The Senate Environment and Public Works Committee is set to vote on Scott Pruitt’s nomination to lead the Environmental Protection Agency on Wednesday, despite complaints from Democrats that he didn’t thoroughly answer all their questions.

Democrats on the committee, led by Sen. Tom Carper (D-Del.), criticized Pruitt for offering evasive answers to more than 1,078 questions for the record after his hearing earlier this month, and have called on Committee Chairman John Barrasso (R-Wy.) to push back the date of the vote. However, they have not gone so far as to threaten to block the vote from happening, as occurred on Tuesday with the confirmation votes for the heads of the Department of Health of Human Services and the Department of Treasury.

Democrats asked Pruitt to share all communications he had with outside groups while serving as attorney general of Oklahoma, and Pruitt only responded that they should request the documents from his office. They also complained in a letter to Barrasso that many of Pruitt’s answers on policies did not entirely address the question. And they criticized the nominee for not promising to indefinitely recuse himself from issues relating to lawsuits he was involved in as attorney general.

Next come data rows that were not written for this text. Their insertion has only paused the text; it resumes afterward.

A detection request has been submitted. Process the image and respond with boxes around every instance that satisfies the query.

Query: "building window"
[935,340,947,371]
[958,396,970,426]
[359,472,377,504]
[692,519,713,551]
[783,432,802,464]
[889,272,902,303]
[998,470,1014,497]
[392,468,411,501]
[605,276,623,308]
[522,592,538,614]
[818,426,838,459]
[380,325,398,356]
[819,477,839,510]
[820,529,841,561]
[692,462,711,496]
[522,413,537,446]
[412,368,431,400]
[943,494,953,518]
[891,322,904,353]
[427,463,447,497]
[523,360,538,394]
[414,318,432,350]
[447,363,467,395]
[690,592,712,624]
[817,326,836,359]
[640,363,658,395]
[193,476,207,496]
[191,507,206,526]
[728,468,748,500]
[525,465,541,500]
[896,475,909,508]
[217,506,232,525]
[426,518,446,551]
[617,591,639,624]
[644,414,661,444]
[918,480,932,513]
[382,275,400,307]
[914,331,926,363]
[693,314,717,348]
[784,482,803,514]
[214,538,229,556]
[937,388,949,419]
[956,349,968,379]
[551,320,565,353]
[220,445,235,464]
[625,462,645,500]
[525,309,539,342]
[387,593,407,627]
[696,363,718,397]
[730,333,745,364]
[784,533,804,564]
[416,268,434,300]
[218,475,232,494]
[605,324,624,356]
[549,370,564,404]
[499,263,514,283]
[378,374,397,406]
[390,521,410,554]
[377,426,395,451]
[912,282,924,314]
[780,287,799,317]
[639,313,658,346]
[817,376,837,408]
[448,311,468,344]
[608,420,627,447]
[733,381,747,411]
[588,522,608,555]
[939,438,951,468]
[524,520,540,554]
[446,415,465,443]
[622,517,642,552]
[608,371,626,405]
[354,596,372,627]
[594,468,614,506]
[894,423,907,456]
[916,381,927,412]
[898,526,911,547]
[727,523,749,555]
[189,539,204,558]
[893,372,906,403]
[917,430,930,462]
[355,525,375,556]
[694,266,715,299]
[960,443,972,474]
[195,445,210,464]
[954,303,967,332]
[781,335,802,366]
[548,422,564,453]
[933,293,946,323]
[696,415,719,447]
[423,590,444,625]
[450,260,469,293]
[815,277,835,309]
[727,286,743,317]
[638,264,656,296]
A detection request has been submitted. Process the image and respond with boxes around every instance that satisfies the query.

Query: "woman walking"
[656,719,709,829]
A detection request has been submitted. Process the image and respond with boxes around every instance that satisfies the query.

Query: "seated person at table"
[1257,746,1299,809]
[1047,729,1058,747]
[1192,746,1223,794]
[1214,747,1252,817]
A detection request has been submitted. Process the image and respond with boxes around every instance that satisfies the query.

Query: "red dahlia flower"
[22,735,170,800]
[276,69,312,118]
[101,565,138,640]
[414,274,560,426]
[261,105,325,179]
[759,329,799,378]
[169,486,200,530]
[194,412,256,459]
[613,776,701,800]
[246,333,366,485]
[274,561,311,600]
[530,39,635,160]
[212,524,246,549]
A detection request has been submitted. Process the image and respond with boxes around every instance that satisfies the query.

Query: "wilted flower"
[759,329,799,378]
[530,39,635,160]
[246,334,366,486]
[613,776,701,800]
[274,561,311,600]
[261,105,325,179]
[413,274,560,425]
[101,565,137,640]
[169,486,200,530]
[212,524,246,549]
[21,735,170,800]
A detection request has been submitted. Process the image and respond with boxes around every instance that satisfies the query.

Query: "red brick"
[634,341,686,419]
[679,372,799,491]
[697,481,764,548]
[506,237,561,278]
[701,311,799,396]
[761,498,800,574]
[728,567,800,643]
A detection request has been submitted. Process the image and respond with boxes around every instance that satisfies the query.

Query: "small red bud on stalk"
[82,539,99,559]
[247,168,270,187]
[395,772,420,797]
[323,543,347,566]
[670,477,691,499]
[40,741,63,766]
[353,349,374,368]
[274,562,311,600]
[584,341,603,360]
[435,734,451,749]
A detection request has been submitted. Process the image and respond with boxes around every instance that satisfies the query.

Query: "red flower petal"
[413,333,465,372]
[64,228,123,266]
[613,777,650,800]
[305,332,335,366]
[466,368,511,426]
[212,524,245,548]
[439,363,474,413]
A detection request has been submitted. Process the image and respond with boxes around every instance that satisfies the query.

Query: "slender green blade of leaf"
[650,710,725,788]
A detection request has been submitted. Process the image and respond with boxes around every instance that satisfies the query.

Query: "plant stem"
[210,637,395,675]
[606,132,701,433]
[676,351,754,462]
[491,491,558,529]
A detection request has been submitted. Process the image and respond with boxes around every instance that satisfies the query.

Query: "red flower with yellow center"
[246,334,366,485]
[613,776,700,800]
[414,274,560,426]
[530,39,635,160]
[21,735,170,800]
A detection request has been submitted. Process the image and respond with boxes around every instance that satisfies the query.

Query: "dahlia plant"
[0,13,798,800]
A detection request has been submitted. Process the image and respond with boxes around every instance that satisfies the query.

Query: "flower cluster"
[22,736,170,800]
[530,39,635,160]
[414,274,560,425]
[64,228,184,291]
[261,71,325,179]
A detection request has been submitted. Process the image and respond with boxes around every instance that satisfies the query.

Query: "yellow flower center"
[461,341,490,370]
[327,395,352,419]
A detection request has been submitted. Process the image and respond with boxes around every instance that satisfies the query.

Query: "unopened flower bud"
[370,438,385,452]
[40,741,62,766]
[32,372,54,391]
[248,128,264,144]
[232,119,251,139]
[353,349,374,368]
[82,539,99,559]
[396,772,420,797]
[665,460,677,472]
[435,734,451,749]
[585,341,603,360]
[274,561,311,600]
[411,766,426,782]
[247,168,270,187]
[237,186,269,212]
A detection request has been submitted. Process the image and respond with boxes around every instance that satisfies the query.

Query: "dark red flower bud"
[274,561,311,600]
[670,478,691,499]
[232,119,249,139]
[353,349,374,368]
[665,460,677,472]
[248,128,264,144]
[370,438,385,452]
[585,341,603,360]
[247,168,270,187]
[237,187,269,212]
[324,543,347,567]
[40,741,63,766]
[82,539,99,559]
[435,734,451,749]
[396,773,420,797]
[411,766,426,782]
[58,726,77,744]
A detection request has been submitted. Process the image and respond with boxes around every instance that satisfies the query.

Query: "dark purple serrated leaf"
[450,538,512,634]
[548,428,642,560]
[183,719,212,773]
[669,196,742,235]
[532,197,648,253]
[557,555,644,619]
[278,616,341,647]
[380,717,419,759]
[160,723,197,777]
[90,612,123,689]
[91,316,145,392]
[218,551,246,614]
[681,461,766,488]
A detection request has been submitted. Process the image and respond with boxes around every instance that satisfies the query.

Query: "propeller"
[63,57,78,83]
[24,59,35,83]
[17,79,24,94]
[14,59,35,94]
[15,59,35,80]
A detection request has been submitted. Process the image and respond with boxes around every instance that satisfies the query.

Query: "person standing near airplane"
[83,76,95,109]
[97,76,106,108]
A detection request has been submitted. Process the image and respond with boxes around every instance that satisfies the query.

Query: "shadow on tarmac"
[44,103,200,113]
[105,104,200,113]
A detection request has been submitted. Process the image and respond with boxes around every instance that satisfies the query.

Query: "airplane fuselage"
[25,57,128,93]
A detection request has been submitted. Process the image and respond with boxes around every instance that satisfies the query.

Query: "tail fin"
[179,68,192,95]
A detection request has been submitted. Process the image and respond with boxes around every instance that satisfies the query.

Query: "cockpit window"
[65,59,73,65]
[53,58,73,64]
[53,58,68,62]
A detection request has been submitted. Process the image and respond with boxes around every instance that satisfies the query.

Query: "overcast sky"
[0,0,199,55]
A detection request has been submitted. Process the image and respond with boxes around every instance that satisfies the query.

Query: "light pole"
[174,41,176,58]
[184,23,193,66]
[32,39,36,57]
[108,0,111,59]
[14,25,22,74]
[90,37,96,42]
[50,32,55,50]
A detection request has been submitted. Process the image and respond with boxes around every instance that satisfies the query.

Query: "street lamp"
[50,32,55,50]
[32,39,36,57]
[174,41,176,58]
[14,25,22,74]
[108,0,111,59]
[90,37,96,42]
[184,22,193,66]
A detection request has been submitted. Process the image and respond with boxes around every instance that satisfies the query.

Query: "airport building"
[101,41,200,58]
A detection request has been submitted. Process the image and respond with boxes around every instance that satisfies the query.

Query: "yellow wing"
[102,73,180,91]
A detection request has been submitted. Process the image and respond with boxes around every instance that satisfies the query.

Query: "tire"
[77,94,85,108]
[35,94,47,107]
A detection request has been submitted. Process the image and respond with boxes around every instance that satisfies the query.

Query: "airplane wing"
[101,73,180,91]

The debate over Pruitt’s nomination has played out along partisan lines, and no Republicans have indicated they would oppose him. Barrasso praised Pruitt for his answers, Sen. Jim Inhofe (R-Okla.) said Pruitt is a good friend, Sen. Shelley Moore Capito (R-W.Va.) plans to support Pruitt, and a spokesman for Sen. Dan Sullivan (R-Alaska) told Morning Consult he will also vote in favor.

While no Democrats on the committee have indicated support for Pruitt, Sen. Joe Manchin (D-W.Va.) reportedly praised him, saying Pruitt “has the right experience for the position.”

Such a polarized committee vote is nothing new for the position of EPA administrator. In 2013, all eight Republicans on the committee refused to attend the committee vote on Gina McCarthy’s confirmation. In that case, Republicans complained that McCarthy had “stonewalled” them on questions about the EPA’s history on Freedom of Information Act requests, email policies, data access, economic analyses, and other issues.

McCarthy was ultimately confirmed by the full Senate in a 59-40 vote, garnering support from six Republicans and losing one Democrat. Another senator did not vote.

Democrats have pointed to other examples in which Republican senators have pushed back Cabinet votes to take more time to ask questions. Sen. Ed Markey (D-Mass.) noted in a statement that in 2013, Republican senators delayed a vote in the Senate Armed Services Committee and a full Senate vote on Chuck Hagel’s nomination to be secretary of Defense.